I can bear any pain as long as it has meaning.Haruki Murakami (1Q84)
Emotional challenges
We have witnessed many emotional challenges more recently. This is very observable because it does have a direct impact on people’s behaviors. Transformation is a confrontation between a new reality and what we think reality “should” be. This confrontation might trigger many different emotions. I will only mention a few to illustrate:
- Fear of the unknown. Because with change, especially at the scale we’ve been experiencing recently, there are no guaranteed results. Moving with a transformation is about taking a risk and not being sure that we will be able to cope, or that the results will actually be beneficial for our lives, personal, professional, career, finance, etc.

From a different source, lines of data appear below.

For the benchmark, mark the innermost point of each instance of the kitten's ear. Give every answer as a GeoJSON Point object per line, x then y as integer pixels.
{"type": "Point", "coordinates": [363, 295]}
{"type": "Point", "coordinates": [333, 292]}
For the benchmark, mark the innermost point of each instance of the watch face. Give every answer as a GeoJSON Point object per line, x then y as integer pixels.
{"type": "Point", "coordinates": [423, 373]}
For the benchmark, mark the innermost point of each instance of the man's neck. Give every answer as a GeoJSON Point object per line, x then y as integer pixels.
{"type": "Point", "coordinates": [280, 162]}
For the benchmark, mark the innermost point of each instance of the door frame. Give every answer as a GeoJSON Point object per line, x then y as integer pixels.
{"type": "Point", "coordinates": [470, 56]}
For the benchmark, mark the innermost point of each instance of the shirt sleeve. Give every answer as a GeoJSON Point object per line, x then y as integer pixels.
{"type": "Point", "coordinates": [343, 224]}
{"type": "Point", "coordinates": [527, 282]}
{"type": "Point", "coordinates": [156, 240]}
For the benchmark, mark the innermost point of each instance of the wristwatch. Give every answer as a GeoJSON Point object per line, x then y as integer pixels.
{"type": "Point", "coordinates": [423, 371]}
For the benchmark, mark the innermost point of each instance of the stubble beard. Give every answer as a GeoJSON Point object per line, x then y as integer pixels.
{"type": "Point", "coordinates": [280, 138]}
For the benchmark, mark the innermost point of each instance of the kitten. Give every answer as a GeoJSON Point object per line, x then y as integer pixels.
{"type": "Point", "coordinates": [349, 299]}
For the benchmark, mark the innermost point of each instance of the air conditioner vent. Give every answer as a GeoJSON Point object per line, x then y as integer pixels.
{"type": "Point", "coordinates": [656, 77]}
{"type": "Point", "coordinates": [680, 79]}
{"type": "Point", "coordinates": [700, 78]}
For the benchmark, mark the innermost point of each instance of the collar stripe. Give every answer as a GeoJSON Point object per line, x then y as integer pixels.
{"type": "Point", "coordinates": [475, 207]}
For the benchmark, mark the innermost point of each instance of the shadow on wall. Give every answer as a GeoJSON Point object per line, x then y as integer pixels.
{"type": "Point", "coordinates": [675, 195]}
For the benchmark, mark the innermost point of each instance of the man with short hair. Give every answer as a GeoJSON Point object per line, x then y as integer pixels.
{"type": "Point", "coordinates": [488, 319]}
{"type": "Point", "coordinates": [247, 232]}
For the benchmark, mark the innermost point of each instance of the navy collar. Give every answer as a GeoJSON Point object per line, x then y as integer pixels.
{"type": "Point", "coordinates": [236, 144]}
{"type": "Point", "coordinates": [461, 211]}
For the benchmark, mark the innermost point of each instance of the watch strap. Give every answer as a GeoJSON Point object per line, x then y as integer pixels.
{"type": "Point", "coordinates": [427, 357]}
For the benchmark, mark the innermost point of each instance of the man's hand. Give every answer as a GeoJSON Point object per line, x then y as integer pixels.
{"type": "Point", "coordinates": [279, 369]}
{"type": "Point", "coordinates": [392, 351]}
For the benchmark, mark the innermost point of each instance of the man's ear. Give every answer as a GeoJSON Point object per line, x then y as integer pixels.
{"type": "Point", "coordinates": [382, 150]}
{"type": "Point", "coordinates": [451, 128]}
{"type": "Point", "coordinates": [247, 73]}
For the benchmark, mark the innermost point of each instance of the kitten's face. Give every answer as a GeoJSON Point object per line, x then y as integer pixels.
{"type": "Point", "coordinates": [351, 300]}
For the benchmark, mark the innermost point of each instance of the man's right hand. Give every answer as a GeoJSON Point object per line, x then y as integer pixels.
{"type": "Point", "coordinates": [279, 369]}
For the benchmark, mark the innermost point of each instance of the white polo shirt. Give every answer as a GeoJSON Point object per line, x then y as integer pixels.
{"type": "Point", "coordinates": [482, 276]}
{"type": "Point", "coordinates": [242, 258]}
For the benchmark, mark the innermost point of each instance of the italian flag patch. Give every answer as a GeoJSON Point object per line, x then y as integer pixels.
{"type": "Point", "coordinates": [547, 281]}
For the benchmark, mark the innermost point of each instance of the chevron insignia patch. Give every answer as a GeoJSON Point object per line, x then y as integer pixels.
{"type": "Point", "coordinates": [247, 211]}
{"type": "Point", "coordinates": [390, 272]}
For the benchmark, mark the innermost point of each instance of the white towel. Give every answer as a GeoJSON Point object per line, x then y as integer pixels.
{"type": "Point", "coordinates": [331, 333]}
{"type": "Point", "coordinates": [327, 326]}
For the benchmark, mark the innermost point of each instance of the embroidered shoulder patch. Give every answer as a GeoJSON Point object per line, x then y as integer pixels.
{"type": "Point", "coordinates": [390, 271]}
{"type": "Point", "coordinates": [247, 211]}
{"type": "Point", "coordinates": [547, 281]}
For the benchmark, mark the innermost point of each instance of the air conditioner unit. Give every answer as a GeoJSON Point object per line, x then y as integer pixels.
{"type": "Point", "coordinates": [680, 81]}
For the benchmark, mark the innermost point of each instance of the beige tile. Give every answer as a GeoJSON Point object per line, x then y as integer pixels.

- Anger of having to let go what we were attach to. Am I going to lose what I had painstakingly gained? Letting go of the old to embrace the new, is it fair? Why should I while others don’t have to?
- Fear of not being in control, of not being able to perform as expected, of having to suffer negative consequences to our career development.
- Sadness over the loss of what once was: myself, my position, my beliefs, my ambitions, my company car, my expertise etc.
New beginnings are often disguised as painful endings.Lao Tzu
So reviewing some of the potential pains of transformation aims to educate the leaders of change, so they can better empathize with the people they call “resistant to change.” Because not everyone resists change for the same reasons, but they might all be put in the same basket, as the naysayers or the backward thinkers, the ones who do not adapt to the new world. All they need is to be understood. And that their pain is acknowledged. Once that has happened, it will become easier to have the courage to go through that pain in order to give energy for the transformation.
It is only through labor and painful effort, by grim energy and resolute courage, that we move on to better things.Theodore Roosevelt
So, how do we acknowledge the pains of transformation?
Start by asking the following questions and be sure to listen to the answers, however “annoying” or “irrational” you might perceive them to be:
- How is this transformation affecting your daily life? On a physical, practical and operational level?
- What skills or competencies do you already have than can support the transformation? What will require an effort for you? What skills do you feel you need to develop so you can be confident about your new mission?
- How is this transformation aligned, or in conflict with your values?
- How do you feel about the transformation? What are you worried about? What do you find frustrating? What do you feel you might lose? What motivates you in our proposed transformation?
Then start a dialogue to build together how to move forward through the pains of transformation with courage.